In clinical ML, outliers require domain-expertise review — not automatic removal:

INR = 8.0: might be a genuine supratherapeutic result
  → Important clinical event, should stay in training data
  
Age = 999: data entry error
  → Remove or impute

Weight = 300kg: possible, but unusual
  → Investigate: is this lbs vs kg confusion? Or a genuinely obese patient?
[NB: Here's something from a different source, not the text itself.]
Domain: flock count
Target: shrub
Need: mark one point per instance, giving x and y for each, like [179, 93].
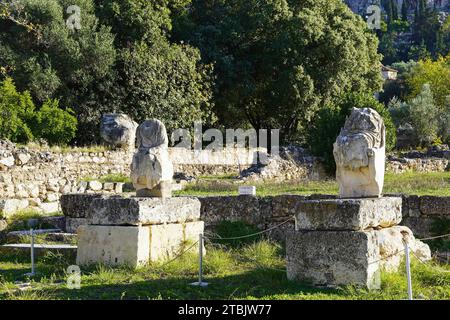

Creatinine = 0.01: below plausible physiology
  → Likely a data error, remove

Rule: flag outliers for investigation, don't automatically delete.
      Document every decision in your data cleaning pipeline.

Interview Answer

"IQR outlier detection uses Tukey's fences: values below Q1 - 1.5×IQR or above Q3 + 1.5×IQR are outliers. IQR is preferred over std-based detection because it's robust — outliers inflate the mean and standard deviation, which causes std-based methods to miss them. The three options for handling outliers: remove (if data entry errors), winsorise/clip (if keeping the row but not the extreme value), or flag as a feature (if the extreme value itself is informative). For clinical data, I always investigate before removing — an INR of 8.0 might be a genuine patient event that's important for training the model to recognise danger cases."